Com apenas dois elementos médicos torna-se humanamente impossível prestar serviços a quatro dos hospitais da unidade de saúde: Hospital de São José, Hospital de Santo António dos Capuchos, Hospital de Santa Marta e Hospital Curry Cabral.


Questionada pelo Nascer do SOL, a ULS São José esclarece que «dispõe de três equipas de suporte em Cuidados Paliativos: a Equipa Comunitária e a Equipa Intra-Hospitalar, que trabalham em articulação, e a Equipa de Cuidados Paliativos Pediátricos».


Acrescenta ainda que «devido à saída de profissionais médicos, a Equipa Intra-hospitalar de Suporte de Cuidados Paliativos (EISCP) encontra-se a funcionar com algumas limitações».


Sobre a previsão de resolução do problema e contratação de mais médicos, a ULS apenas refere que deverá acontecer «brevemente», estando «a ser feitos todos os esforços».

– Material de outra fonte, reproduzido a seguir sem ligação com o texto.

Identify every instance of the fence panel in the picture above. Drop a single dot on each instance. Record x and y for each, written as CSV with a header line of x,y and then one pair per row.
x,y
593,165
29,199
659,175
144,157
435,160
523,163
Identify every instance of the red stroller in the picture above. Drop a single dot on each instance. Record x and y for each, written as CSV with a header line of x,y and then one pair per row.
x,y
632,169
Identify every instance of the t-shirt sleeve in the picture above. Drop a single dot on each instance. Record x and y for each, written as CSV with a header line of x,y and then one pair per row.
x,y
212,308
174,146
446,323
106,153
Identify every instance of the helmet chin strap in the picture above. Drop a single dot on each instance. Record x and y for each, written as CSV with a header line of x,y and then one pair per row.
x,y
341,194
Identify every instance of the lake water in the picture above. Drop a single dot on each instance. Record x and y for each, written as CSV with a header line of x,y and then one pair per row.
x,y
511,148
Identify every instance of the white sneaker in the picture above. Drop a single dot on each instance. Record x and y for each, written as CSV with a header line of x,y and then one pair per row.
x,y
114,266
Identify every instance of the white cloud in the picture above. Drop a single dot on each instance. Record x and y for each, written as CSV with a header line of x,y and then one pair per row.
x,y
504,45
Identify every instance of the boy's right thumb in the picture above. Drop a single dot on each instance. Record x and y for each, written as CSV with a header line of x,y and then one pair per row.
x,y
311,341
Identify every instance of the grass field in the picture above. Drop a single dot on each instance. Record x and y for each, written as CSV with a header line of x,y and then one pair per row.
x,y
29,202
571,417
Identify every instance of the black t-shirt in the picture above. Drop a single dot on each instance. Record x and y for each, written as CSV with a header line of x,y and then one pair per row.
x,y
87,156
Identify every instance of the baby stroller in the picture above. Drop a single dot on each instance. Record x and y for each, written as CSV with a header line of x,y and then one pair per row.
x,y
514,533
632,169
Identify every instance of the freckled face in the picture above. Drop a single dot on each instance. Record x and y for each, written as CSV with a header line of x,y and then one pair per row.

«A equipa da consulta da dor assegura, sempre que possível, os cuidados necessários aos doentes. Está ainda a ser ponderada a alocação de tempo de trabalho na equipa de alguns profissionais com competências na área».
«Todo o doente com o diagnóstico de doença grave, incurável e progressiva pode e deve ter acesso a cuidados paliativos, independentemente da idade, do tipo de doença ou das suas crenças», pode ler-se no website da própria ULS.

‘SITUAÇÃO DRAMÁTICA’
O caso não é novo, nem único no país. Mais de 70% dos doentes não têm acesso em tempo útil a cuidados paliativos, valor que sobre para 90% no caso das crianças, segundo a Associação Portuguesa de Cuidados Paliativos (APCP), que pede respostas urgentes ao Governo.


«O que se passa é que as equipas são exíguas, são poucos profissionais para o nível de necessidades. Há parte do território que está a descoberto. Ao nível dos cuidados paliativos pediátricos a situação é também dramática», disse à Lusa a presidente da APCP, Catarina Pazes.


«Há locais do país que têm equipas comunitárias, mas que não abrangem toda aquela área onde estão implementadas. E isso não é só em regiões mais remotas. Por exemplo, em Lisboa, isso também acontece».


A APCP considerou ainda «incipiente» o compromisso do Plano de Recuperação e Resiliência (PRR) nesta área e lembrou que o último relatório da Comissão Nacional de Cuidados Paliativos (2024) reconheceu que a maioria das equipas «não tem a dotação de recursos humanos prevista no Plano Estratégico de Desenvolvimento para os Cuidados Paliativos (PEDCP)» e que «as dotações previstas já são reconhecidamente insuficientes para uma resposta de qualidade».


«Tem que haver um olhar para isto pela injustiça que causa, pelo desgaste que causa aos próprios profissionais, mas principalmente pelo sofrimento dos doentes e das famílias que não é atendido», reforça Catarina Pazes.
Num relatório divulgado no ano passado, a Entidade Reguladora da Saúde revelou que quase metade (48%) dos doentes referenciados em 2023 para unidades de cuidados paliativos contratualizadas com o setor privado ou social morreram antes de ter vaga.


A ministra da Saúde reconhece «a falta de acesso e a falta de respostas» e que «durante os últimos anos, não se investiu na área dos cuidados paliativos».


«Nós estamos agora a fazer uma recuperação gradual, porque não é de um dia para o outro. É uma matéria em que Portugal ficou, infelizmente, muito para trás, mas que está na nossa agenda», garante Ana Paula Martins.